She was lying on her bed surrounded by green drab walls and dimly lit lights. Staring out the small window surrounded by dingy white curtains. Willing herself to die. Only days prior she had given up on her life.

Filled with  tears spilling  over her heart she cried. How had things went from joy to sorrow. She turned her head when she heard the knock at the door. The nurse came in and suddenly tears flowed from the bedridden patient‘s eyes.

The nurse sat her chart down and stepped close to the bed and took Allie’s hands in hers. “It’s going to be alright honey. I know you are hurting right now. But you are not alone deary. I am  here and God is standing to the side of you”.

Tears poured from Allie’s eyes. “I feel all alone. No one cares about an old lady anymore. I just want to die. I have nothing to live for.”

“Oh please don’t talk like that dear one. Please don’t say those things. You’re going to make me start crying and how will that make me look when I go into the next patients room?”

The nurse checked the IV‘s hanging to see if the drip was still going at the correct proportion. She took Allie’s vitals and checked the entrance of her IV needle to make sure it wasn’t turning red or swelling.

“Are you comfortable little one? Do you want another blanket?” Allie shook her head no and then turned towards the lonely window again. As the nurse began to leave she said,” How about if I come back and sit with you after I get off of work this afternoon?

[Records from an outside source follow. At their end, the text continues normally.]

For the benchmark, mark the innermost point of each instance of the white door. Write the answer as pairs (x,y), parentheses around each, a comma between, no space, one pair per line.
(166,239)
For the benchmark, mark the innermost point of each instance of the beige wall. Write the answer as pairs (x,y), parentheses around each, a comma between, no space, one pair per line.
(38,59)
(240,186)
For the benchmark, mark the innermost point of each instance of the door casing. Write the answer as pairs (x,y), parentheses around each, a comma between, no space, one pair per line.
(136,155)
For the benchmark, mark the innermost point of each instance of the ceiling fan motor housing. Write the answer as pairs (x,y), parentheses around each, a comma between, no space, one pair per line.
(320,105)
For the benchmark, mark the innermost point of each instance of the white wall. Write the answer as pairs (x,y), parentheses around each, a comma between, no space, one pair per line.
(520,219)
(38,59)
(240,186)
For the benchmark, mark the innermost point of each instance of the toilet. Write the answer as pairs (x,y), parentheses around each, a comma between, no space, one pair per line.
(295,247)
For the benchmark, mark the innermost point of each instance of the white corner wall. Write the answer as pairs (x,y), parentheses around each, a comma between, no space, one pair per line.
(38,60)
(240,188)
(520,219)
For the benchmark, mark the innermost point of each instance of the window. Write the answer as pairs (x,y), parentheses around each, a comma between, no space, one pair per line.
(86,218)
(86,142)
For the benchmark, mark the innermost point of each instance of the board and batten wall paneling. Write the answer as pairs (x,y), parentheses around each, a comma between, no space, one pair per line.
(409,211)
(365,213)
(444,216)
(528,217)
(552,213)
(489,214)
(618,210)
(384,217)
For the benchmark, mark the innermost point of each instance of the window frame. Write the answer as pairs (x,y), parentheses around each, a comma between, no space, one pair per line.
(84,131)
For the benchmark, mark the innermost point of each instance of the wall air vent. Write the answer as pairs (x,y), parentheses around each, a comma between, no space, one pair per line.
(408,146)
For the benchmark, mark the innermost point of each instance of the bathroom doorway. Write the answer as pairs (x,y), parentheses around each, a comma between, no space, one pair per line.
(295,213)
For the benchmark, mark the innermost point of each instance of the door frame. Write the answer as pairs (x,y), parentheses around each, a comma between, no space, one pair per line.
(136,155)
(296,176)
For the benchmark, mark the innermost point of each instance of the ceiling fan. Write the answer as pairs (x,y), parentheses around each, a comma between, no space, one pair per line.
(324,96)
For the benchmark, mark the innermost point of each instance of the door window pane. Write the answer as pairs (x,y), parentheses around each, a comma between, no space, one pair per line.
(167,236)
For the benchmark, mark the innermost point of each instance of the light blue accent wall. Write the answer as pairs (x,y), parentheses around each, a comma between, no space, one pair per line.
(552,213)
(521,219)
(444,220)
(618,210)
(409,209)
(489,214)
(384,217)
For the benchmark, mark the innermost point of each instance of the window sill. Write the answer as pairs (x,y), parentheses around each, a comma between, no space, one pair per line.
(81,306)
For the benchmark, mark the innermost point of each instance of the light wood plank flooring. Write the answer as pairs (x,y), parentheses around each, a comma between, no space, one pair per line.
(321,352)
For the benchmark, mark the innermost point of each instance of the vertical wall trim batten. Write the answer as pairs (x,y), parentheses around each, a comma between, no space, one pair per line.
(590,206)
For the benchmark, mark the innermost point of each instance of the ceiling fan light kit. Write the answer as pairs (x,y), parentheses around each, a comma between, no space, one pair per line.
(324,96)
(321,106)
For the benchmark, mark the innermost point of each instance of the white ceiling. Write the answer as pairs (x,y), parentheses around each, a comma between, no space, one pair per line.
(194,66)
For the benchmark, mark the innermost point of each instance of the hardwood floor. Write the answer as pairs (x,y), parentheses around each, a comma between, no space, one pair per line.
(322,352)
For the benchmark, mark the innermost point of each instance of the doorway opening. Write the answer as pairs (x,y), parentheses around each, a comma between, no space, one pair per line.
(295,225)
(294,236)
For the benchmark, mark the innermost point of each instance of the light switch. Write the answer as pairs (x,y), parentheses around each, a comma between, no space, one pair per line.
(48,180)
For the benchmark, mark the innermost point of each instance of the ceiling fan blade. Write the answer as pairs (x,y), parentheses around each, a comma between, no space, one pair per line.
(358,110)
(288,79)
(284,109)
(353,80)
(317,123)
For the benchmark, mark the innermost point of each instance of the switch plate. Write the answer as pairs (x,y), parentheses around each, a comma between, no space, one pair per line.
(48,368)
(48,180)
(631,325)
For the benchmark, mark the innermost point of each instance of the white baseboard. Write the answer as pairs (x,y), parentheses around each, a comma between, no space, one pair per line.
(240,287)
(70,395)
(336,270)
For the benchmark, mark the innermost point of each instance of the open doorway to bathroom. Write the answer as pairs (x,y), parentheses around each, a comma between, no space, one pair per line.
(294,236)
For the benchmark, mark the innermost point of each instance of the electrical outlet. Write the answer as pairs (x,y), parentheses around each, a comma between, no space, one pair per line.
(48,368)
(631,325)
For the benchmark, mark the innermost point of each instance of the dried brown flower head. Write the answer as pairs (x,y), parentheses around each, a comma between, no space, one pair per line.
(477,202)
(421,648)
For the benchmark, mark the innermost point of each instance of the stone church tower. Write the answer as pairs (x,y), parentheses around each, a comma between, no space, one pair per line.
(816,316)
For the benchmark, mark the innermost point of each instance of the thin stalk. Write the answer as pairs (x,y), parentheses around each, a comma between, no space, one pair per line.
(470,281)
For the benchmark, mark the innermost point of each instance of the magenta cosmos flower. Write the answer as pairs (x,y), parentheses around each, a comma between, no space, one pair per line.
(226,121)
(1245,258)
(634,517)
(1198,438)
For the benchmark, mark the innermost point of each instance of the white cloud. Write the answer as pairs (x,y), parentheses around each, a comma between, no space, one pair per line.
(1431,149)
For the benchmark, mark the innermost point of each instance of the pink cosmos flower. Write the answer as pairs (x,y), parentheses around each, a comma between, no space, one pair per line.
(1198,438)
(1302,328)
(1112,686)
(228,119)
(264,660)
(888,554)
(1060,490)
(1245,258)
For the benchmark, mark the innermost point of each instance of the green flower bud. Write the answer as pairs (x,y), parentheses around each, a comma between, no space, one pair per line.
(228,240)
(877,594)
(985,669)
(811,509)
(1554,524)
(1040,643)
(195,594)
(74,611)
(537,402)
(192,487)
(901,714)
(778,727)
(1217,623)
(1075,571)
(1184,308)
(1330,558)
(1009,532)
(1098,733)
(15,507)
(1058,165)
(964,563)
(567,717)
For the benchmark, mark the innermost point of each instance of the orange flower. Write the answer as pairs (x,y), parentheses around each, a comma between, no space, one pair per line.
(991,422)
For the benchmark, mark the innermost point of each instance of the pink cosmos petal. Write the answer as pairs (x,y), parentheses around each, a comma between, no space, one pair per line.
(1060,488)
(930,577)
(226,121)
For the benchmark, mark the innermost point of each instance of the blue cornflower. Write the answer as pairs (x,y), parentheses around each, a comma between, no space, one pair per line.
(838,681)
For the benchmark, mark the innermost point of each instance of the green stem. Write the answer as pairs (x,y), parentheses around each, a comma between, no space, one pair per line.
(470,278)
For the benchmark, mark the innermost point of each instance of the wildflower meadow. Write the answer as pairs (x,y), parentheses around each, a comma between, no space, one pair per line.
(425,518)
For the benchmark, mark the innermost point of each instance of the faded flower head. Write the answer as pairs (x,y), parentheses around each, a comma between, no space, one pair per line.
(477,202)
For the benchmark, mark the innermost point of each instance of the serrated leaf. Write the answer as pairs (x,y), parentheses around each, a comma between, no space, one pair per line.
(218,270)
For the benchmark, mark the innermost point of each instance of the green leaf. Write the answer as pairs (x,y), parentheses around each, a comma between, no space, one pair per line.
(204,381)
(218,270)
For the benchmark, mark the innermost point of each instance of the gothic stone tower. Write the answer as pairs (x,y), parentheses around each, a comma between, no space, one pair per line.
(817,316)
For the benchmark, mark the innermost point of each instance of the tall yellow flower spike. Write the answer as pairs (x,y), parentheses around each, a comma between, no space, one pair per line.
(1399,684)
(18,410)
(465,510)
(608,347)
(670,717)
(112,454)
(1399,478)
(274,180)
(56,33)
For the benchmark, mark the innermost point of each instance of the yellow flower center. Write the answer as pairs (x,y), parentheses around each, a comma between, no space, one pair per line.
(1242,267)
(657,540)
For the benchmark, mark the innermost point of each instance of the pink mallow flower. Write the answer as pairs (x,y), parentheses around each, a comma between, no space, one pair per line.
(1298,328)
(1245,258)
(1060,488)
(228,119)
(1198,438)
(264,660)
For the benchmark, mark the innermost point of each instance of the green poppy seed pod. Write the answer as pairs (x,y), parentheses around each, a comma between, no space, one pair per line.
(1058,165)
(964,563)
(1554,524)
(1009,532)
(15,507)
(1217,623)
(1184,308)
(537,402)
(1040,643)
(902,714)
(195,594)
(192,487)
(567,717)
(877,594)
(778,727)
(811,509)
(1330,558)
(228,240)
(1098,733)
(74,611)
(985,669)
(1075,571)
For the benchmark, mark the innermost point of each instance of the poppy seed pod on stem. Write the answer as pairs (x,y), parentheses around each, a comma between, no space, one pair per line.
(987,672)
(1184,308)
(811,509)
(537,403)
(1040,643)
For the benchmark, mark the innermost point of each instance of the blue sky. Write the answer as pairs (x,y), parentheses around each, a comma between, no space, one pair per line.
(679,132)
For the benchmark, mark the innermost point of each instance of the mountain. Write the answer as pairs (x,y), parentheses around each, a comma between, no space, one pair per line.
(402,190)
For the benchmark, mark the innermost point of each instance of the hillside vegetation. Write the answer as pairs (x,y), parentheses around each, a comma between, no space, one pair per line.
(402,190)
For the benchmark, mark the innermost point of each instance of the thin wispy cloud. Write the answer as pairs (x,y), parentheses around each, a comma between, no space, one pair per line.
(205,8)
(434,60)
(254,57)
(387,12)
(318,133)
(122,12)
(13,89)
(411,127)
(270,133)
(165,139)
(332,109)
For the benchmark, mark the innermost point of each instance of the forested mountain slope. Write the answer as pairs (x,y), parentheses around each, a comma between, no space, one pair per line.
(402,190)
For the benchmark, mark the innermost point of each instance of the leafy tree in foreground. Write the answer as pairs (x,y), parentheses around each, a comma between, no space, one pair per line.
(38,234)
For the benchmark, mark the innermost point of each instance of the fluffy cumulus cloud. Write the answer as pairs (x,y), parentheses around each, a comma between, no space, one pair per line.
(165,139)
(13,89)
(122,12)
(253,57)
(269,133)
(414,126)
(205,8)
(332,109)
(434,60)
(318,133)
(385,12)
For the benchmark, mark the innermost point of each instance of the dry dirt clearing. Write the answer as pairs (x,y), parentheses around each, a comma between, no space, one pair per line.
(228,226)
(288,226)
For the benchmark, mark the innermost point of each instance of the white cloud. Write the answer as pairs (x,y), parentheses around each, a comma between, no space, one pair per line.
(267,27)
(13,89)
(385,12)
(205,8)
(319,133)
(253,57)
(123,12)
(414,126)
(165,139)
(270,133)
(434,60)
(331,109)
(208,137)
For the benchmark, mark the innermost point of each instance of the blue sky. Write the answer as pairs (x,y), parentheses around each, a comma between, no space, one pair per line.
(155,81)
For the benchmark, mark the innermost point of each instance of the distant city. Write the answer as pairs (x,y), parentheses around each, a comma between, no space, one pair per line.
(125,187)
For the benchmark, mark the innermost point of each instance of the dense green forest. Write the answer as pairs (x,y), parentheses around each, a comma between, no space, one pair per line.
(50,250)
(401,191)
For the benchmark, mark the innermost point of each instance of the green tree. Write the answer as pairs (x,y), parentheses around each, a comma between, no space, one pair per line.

Would you like that?” There was no response.

The room silenced again except for the occasional carts going down the hall. The television was on but she paid no attention. Every once in a while she would see a bird fly by.

She must have drifted off to sleep because when she came around she heard voices. She didn’t open her eyes but listened. Don’t we all wish we could change the way things end up in the end? It’s so sad when they are brought in here. By the time they arrive in this room it is just a matter of time.

I know what you mean. But the truth is that people just don’t know how to act or what to say at this stage. Their tongues get tongue-tied. They aren’t used to seeing their loved ones like this.

I know, I know, but it just isn’t right. These people shouldn’t be laying here dying all alone. It’s just a damn shame. I just want to shake the shit out of the families. This is one time that they need to step up to the plate and be here.

Allie laid there crying inside and out. She was so scared. Scared of dying alone. She didn’t want to leave her children and grandchildren behind and yet she couldn’t take the pain of barely seeing them.

The bell began chirping on her monitor. Nurses came running in. A call from the station was made over the intercom. Stat  code blue room 200. Stat code blue doctor needed in room 200.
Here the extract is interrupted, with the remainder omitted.